Le risque d’un découragement fataliste
Depuis 2015 des auteurs de l’effondrement ont gagné une audience impressionnante et conquis un public vaste qu’ils sensibilisent à l’urgence écologique. Pablo Servigne et Raphaël Stevens définissent ainsi leur démarche dans leur ouvrage, Comment tout peut s’effondrer : « La collapsologie est l’exercice transdisciplinaire d’étude de l’effondrement de notre civilisation industrielle et de ce qui pourrait lui succéder, en s’appuyant sur les deux modes cognitifs que sont la raison et l’intuition et sur des travaux scientifiques reconnus. » En quatre ans, ce discours apocalyptique a du succès en librairie, mais aussi dans les médias, où les deux auteurs sont très régulièrement invités pour évoquer la catastrophe environnementale. À certains points de vue, ils ont souligné des informations insuffisamment connues, montré la globalité des problèmes et sensibilisé à l’urgence écologique. Mais en appelant à se préparer à la catastrophe inéluctable, leurs discours paraissent davantage relever du prophétisme que de la science. Et ils font courir le risque d’un découragement fataliste au moment où la situation exige un recours urgent à l’action.

« Une mise en cause fondamentale du capitalisme est nécessaire : mais il ne s’agit pas d’“attendre la révolution”, toute action, même minime, est indispensable à court terme. »

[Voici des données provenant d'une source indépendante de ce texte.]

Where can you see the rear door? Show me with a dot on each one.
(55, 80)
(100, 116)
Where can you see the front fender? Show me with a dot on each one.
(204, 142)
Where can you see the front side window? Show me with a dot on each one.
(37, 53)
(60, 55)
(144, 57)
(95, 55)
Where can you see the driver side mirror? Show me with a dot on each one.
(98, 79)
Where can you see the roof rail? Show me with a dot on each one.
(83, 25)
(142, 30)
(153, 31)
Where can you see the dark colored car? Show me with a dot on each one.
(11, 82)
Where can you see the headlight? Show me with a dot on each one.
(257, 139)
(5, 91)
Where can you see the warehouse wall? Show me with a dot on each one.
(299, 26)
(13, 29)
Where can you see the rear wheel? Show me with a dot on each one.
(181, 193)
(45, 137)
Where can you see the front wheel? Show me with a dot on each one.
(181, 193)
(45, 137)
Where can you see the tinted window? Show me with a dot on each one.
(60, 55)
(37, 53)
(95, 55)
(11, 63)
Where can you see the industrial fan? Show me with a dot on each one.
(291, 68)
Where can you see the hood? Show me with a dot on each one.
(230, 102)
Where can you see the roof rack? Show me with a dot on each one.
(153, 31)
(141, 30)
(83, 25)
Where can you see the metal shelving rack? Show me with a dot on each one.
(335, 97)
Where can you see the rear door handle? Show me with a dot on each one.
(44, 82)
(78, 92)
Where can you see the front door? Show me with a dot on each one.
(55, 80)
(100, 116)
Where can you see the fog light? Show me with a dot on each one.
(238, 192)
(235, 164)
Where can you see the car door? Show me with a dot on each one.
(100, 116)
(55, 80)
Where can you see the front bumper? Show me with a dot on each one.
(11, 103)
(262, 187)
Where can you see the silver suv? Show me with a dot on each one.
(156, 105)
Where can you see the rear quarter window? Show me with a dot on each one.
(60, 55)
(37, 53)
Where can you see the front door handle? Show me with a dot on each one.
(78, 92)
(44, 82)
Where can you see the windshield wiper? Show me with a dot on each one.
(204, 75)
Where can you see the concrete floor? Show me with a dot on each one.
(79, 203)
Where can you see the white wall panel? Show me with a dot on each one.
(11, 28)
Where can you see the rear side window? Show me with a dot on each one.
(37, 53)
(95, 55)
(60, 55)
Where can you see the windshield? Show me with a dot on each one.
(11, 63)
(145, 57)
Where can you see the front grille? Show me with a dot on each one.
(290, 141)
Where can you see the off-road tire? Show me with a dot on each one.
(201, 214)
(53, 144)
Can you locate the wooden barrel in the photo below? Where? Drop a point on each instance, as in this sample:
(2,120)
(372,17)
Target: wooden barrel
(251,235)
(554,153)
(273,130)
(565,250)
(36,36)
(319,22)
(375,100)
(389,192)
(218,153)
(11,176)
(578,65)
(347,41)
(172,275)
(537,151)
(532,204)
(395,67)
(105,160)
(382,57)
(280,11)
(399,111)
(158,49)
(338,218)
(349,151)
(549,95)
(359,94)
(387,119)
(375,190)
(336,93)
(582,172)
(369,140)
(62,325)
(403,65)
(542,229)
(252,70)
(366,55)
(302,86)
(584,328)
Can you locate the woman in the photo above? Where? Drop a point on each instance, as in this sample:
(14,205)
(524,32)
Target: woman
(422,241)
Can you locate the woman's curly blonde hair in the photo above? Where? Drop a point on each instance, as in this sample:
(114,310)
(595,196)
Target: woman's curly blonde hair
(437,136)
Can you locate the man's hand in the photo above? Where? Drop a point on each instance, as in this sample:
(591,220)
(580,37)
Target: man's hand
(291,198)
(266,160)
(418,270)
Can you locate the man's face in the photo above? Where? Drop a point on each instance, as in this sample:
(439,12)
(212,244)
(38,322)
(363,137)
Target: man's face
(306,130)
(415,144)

Tout le monde s’exprime sur le sujet : des scientifiques, des militants associatifs, des personnalités politiques, et aussi des charlatans, des « survivalistes », etc. Les contributions qui suivent ne tranchent évidemment pas sur tout, parce que la vie, l’imprévu prennent toujours le dessus sur les analyses, mais il s’en dégagera l’idée générale suivante : la gravité de la situation est souvent sous-estimée ; cependant l’humanité, les peuples ont des ressources en matière de raison, de fraternité, d’imagination, d’énergie, qui peuvent permettre une contre-attaque, tempérer de nombreuses catastrophes et rebondir dans une autre direction. Pour cela, une mise en cause fondamentale du capitalisme est nécessaire : mais il ne s’agit pas d’« attendre la révolution », toute action, même minime, est indispensable à court terme.
Les visions d’un Trump ou d’un Bolsanaro sont caricaturales et irresponsables, l'un et l'autre nient l’évidence pour imposer de continuer comme si de rien n’était. La plupart des dirigeants des multinationales et les politiciens à leur service procèdent autrement : ils affirment, la main sur le cœur, que l’avenir de la planète et de l’humanité les angoisse au plus haut point, mais leurs actes semblent plutôt prouver le contraire. Les partis traditionnels de droite, du centre ou de pseudo-gauche sont à la peine ; le monde de l’argent mise souvent sur des Trump, des Bolsonaro, des Kast, des Zemmour, sur la confusion, l’irrationnel, le découragement, le nationalisme brutal, le mensonge cynique. D’un autre côté, il y a ceux qui tombent dans un pessimisme absolu comme cet ancien ministre de l’Écologie, réfugié dans une propriété rurale de survie.
Aujourd’hui, les humanistes, la jeunesse raisonnent et agissent autrement. Dans tous les pays, les jeunes ont marché par millions. Une nouvelle génération à la recherche d’un monde nouveau crie son refus des catastrophes qui s’annoncent implacablement si on continue selon les règles actuelles, Des associations naissent et se développent, ouvrent leurs champs d’action, et cela sur tous les continents. La conscience grandit qu’on ne peut espérer trouver une issue ni dans un « capitalisme vert », souvent mâtiné d’hypocrisie et d’affairisme banal, ni dans une politique de « petits pas » individuels.
Le dossier vise à stimuler la réflexion en présentant à la fois des acquis scientifiques, des analyses transversales et des propositions politiques soumises aux citoyens. Il faut indiscutablement changer de braquet.

Aurélien Bonnarel et Pierre Crépel sont membres du comité de rédaction. Ils ont coordonné ce dossier.